Uploading
Uploading in Salesforce data management is the process of importing data from external files (CSV, XML, JSON) into Salesforce records using one of several tools: Data Import Wizard for small to med…
Definition
Uploading in Salesforce data management is the process of importing data from external files (CSV, XML, JSON) into Salesforce records using one of several tools: Data Import Wizard for small to medium loads through the UI, Data Loader for desktop-driven CRUD on any object including custom ones, the Bulk API or Bulk API 2.0 for large-volume programmatic loads, and third-party tools like Workato, Mulesoft, or Jitterbit for orchestrated workflows. The term covers both first-time data migration (loading historical records into a new org) and ongoing synchronization (nightly pushes from an ERP or warehouse).
Uploading is not the same as inserting through the UI one record at a time. The defining characteristic is bulk: tens, thousands, or millions of records moved through a file-based pipeline rather than typed by hand. The choice of tool depends on the record count, the object, the user persona, and whether the load needs to repeat on a schedule.
The Salesforce upload toolkit: pick the right tool, prepare the file, recover from errors
The four main uploading tools and when to pick each
Data Import Wizard is the UI-driven tool for standard objects with up to 50,000 records per load. It handles Account, Contact, Lead, Solution, Custom Object imports through a wizard with field mapping and duplicate handling built in. Data Loader is the desktop application for any object up to 5 million records per load. It supports insert, update, upsert, delete, and hard delete operations, and includes a command-line interface for scheduled runs. Bulk API and Bulk API 2.0 are the programmatic equivalents for very large volumes; they run asynchronously through a job queue and can process tens of millions of records per day. Third-party tools wrap one or more of these and add transformation, scheduling, and error handling that Data Loader and the Bulk API do not provide natively.
File formats, encoding, and the gotchas at the file level
CSV is the dominant upload format, with UTF-8 encoding the safest default. CSV files with BOM (byte order mark) headers cause Data Loader to misread the first column; strip the BOM before upload. Commas inside quoted fields are fine but require careful quoting; commas inside unquoted fields are the most common cause of off-by-one column issues during load. Date and DateTime values must be in ISO 8601 format or in the user locale format that matches the org user setting; mismatches cause silent date corruption on insert. Boolean values must be true or false (case-insensitive), not Y/N or 1/0. Picklist values must match the org defined picklist values exactly (case-sensitive). Validate the file against these rules before kicking off the upload to avoid the slow round-trip of partial loads and rollbacks.

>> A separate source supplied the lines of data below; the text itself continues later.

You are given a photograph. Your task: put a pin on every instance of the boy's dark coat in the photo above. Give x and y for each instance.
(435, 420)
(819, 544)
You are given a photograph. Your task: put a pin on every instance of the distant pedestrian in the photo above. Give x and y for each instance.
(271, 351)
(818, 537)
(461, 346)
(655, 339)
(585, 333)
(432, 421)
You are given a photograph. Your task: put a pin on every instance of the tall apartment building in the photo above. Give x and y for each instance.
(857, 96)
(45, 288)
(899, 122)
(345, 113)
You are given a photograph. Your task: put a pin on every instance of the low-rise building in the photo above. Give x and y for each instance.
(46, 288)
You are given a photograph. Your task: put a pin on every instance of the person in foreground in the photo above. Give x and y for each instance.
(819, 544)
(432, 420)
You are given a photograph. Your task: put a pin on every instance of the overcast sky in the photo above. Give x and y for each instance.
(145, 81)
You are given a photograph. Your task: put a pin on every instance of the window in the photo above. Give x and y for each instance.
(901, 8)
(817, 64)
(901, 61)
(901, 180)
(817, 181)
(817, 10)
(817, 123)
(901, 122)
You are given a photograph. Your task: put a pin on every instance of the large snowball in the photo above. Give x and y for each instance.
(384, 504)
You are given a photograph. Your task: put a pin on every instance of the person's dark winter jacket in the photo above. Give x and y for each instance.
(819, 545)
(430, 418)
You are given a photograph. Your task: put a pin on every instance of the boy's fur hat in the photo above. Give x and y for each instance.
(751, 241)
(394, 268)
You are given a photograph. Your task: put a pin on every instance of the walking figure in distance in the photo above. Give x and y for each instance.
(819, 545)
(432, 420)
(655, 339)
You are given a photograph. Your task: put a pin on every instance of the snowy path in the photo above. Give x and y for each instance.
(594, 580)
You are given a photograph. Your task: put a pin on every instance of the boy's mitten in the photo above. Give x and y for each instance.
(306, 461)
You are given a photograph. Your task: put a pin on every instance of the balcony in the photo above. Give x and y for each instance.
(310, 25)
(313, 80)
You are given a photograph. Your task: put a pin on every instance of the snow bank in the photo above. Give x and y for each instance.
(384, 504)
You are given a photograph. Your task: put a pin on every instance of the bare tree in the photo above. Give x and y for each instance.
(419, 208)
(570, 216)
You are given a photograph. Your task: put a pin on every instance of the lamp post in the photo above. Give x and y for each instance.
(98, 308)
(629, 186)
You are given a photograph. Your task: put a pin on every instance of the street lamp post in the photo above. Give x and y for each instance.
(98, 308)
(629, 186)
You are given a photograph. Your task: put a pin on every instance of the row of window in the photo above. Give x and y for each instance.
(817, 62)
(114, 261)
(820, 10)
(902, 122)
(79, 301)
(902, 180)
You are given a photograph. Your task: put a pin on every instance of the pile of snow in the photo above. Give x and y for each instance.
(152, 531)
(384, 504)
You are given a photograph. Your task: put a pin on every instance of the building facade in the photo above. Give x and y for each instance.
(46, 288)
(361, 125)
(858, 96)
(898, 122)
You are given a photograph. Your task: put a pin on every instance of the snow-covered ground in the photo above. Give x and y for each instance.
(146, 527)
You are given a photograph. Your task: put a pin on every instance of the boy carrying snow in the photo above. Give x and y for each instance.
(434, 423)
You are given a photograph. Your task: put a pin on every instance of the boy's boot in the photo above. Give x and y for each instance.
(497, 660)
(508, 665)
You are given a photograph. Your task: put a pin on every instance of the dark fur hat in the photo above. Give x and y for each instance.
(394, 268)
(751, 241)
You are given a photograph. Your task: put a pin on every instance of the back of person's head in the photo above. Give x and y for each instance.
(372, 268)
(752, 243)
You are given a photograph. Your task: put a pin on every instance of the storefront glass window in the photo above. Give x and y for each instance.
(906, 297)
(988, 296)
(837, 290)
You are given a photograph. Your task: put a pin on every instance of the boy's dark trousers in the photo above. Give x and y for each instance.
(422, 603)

Insert versus Update versus Upsert
Insert creates new records and fails with a UNIQUE_VIOLATION or similar error if a record with the same key already exists. Update modifies existing records and requires the Salesforce record ID in the source file; it fails on records the ID does not match. Upsert is the safest option for ongoing syncs because it inserts new records and updates existing ones based on an external ID field; no error on either path. Upsert requires that the external ID field be defined as External ID on the object schema and that the file contain the external ID column. For one-time historical migrations, insert is fine; for any recurring sync from an ERP or warehouse, upsert is the right choice. Hard delete and soft delete are the inverse operations and have their own gotchas around recycle bin behavior.
Error handling and the partial-load recovery pattern
Uploads rarely run clean the first time. Data Loader and Bulk API both produce success and error CSV files alongside the job log. The error file contains every record that failed plus the error reason from Salesforce. The standard recovery pattern is: read the error file, fix the data issues in the source, run a second load that includes only the failed records. Iterate until the error file is empty. Common errors include picklist value mismatches, required field nulls, duplicate detection rule blocks, validation rule failures, lookup field broken references (the parent ID in the file does not exist in Salesforce), and field-level security blocking the upload user from writing certain fields. Build the error-handling pattern into the upload runbook so the operator does not invent it each time.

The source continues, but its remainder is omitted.